Soirée Seijun SUZUKI, Japon années 60, une nuit sur le câble…

Nuit Seijun Suzuki : La Barrière de la chair (1964) Elégie de la bagarre (1966) La Marque du tueur (1967)

Encouragée par le critique TV annonçant le film en disant que Suzuki, dont j’ignorais tout, était vénéré par Jim Jarmusch et Quentin Tarentino, mon instint grégaire élémentaire m’a fait suivre le mouvement… et j’ai passé une soirée devant Ciné-Auteur, ou plus exactement, j’ai choisi deux film de Suzuki sur trois, en faisant impasse sur "Elégie de la bagarre" dont le sujet (dans l’armée pendant le seconde guerre mondiale) me plaisait moins.

"La Barrière de la chair" (1964)

Emblématique du film érotique soft japonais des années 60, le réalisateur avait pour consigne de faire un film sexy et racoleur, il fera beucoup mieux…

Une jeune fille, violée par des soldats en rase campagne, est recueillie en ville par quatre prostituées volubiles et joyeuses. Cette communauté possède en vérité des règles de vie très strictes : pas de proxénète mais un service facturé du « producteur au consommateur », pas de sexe non tarifié sous peine de punitions sévères. Quand l’un des filles succombera à la tentation de l’amour, passant "la barrière de la chair", ça provoquera un déchaînement de sévices cruels, voire sadiques, de la part des autres collègues de travail… D’autant que l’arrivée d’un soldat démobilisé ayant tué un américain, seul homme au sein de la communauté, va perturber l’équilibre de cette association de femmes émoustillées par ses manières rustres et son comportement macho.

Les punitions sont cruelles et complaisantes, pas loin du sado-masochisme : une prostituée qui s’est donnée et non pas vendue à un homme, est attachée vêtue de blanc à une croix pour être fouettée par ses camarades : transcendée par l’amour, elle supporte les coups de la fille rouge pendant que la fille verte prend conscience de la jouissance à frapper et être frappée, et ce sera elle la prochaine à fauter, à aimer et être punie.
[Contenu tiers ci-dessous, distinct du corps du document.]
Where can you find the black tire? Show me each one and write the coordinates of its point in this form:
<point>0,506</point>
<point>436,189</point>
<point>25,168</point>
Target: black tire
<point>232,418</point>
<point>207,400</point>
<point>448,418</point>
Le message du réalisateur passe sans doute par la bouche de ces femmes punies « c’est la première fois que j’aime… en devenant humaine, je serai condamnée » dit celle qui est fouettée. Dans la scène d’amour entre Maya et Shin, le soldat, elle sait déjà qu’elle sera condamnée par les autres, la question de Shin demeure sans réponse "Etre humain, c’est quitter la société?". Une condamnation qui va recoller les bribes de la communauté mise à mal par l’arrivée d’un homme fatal (comme une femme fatale dans un film noir pertube un groupe d’hommes), autour du châtiment infligée à Maya.

La première chose qui revient en mémoire , ce sont les couleurs, les quatre prostituées sont habillées chacune d’une couleur précise, des silhouettes monochromes, celle à la robe verte, la robe rouge, la robe jaune, la robe parme avec quelques changements au cours du film. A ces couleurs correspondent des caractères, des tempéraments : la prostituée en vert sexy et hystérique, la rouge dure et violente, la jaune grosse et stupide, la parme faible et timorée.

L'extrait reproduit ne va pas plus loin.